Background Osteoporosis is a common, complex disease of bone with a strong heritable component, characterized by low bone mineral density, microarchitectural deterioration of bone tissue and an increased risk of fracture. Due to limited drug selection for osteoporosis and increasing morbidity, mortality of osteoporotic fractures, osteoporosis has become a major health burden in aging societies. Current researches for identifying specific loci or genes involved in osteoporosis contribute to a greater understanding of the pathogenesis of osteoporosis and the development of better diagnosis, prevention and treatment strategies. However, little is known about how most causal genes work and interact to influence osteoporosis. Therefore, it is greatly significant to collect and analyze the studies involved in osteoporosis-related genes. Unfortunately, the information about all these osteoporosis-related genes is scattered in a large amount of extensive literature. Currently, there is no specialized database for easily accessing relevant information about osteoporosis-related genes and miRNAs.

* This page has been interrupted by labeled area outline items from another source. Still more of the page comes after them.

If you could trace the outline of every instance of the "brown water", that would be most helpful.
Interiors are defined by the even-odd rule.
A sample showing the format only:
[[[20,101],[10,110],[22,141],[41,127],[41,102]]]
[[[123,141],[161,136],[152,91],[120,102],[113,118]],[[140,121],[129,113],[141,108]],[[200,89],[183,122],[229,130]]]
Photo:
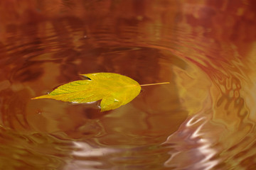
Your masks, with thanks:
[[[0,1],[0,169],[256,169],[256,4]],[[79,74],[131,103],[31,100]]]

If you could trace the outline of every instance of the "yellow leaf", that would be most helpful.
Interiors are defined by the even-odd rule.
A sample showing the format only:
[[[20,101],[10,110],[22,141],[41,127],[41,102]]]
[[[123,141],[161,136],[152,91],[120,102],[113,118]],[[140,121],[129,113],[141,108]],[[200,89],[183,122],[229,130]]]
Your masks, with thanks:
[[[47,95],[32,99],[52,98],[74,103],[90,103],[102,100],[101,111],[105,111],[128,103],[141,91],[137,81],[118,74],[101,72],[82,75],[88,79],[65,84]]]

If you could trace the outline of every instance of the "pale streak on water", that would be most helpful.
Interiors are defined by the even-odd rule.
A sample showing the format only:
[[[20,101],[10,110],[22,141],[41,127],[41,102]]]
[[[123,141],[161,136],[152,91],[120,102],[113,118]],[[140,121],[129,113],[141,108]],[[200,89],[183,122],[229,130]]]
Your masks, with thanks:
[[[255,2],[17,4],[0,2],[0,169],[256,169]],[[30,99],[100,72],[172,83],[107,113]]]

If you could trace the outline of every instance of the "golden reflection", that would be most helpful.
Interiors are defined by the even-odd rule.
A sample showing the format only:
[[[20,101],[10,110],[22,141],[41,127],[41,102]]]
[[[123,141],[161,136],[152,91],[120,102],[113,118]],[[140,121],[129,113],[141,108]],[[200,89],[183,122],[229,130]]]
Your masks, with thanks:
[[[1,169],[255,169],[254,1],[0,1]],[[132,103],[32,101],[80,74]]]

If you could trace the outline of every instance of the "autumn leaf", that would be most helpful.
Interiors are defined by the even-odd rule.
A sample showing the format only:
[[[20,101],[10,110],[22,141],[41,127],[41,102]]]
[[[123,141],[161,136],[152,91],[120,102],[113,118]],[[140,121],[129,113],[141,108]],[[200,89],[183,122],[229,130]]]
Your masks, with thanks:
[[[63,84],[47,95],[32,99],[52,98],[73,103],[90,103],[101,100],[101,111],[106,111],[132,101],[139,94],[141,86],[153,85],[139,85],[135,80],[115,73],[100,72],[82,76],[87,79]]]

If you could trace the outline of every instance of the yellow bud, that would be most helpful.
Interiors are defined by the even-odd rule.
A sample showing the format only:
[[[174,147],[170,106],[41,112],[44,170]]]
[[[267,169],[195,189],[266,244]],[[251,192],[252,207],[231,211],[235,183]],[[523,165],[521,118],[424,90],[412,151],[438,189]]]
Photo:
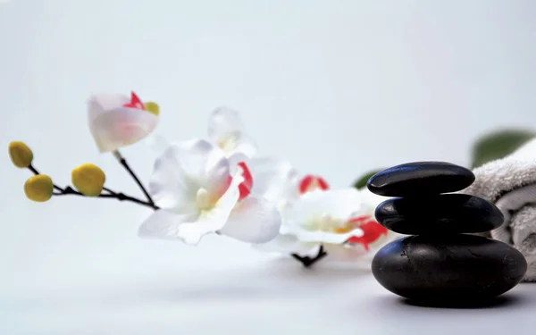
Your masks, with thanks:
[[[144,105],[146,107],[146,111],[152,113],[156,116],[160,115],[160,106],[158,105],[158,104],[153,101],[149,101],[147,103],[145,103]]]
[[[54,183],[52,179],[46,174],[38,174],[30,177],[24,183],[26,197],[33,201],[43,203],[52,197]]]
[[[97,197],[101,194],[106,181],[106,175],[101,168],[89,163],[74,169],[71,178],[76,189],[88,197]]]
[[[16,167],[21,169],[31,165],[33,153],[24,142],[14,141],[9,144],[9,156]]]

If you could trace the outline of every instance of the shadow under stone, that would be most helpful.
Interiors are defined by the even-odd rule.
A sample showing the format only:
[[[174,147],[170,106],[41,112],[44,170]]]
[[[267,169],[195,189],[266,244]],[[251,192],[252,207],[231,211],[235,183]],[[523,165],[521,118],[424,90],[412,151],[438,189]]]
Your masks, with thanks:
[[[489,300],[442,300],[442,299],[406,299],[400,298],[403,305],[430,308],[484,309],[504,308],[523,304],[523,298],[518,295],[505,295]]]

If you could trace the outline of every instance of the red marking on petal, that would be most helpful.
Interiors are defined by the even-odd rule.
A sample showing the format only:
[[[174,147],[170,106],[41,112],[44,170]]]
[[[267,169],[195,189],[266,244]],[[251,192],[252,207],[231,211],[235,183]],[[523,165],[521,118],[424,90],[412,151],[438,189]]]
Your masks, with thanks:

Methods We extracted data from literature abstracts in PubMed by text-mining and manual curation. Moreover, a local MySQL database containing all the data was developed with PHP on a Windows server. Results OsteoporosAtlas (http://biokb.ncpsb.org/osteoporosis/), the first specialized database for easily accessing relevant information such as osteoporosis-related genes and miRNAs, was constructed and served for researchers. OsteoporosAtlas enables users to retrieve, browse and download osteoporosis-related genes and miRNAs. Gene ontology and pathway analyses were integrated into OsteoporosAtlas. It currently includes 617 human encoding genes, 131 human non-coding miRNAs, and 128 functional roles. We think that OsteoporosAtlas will be an important bioinformatics resource to facilitate a better understanding of the pathogenesis of osteoporosis and developing better diagnosis, prevention and treatment strategies.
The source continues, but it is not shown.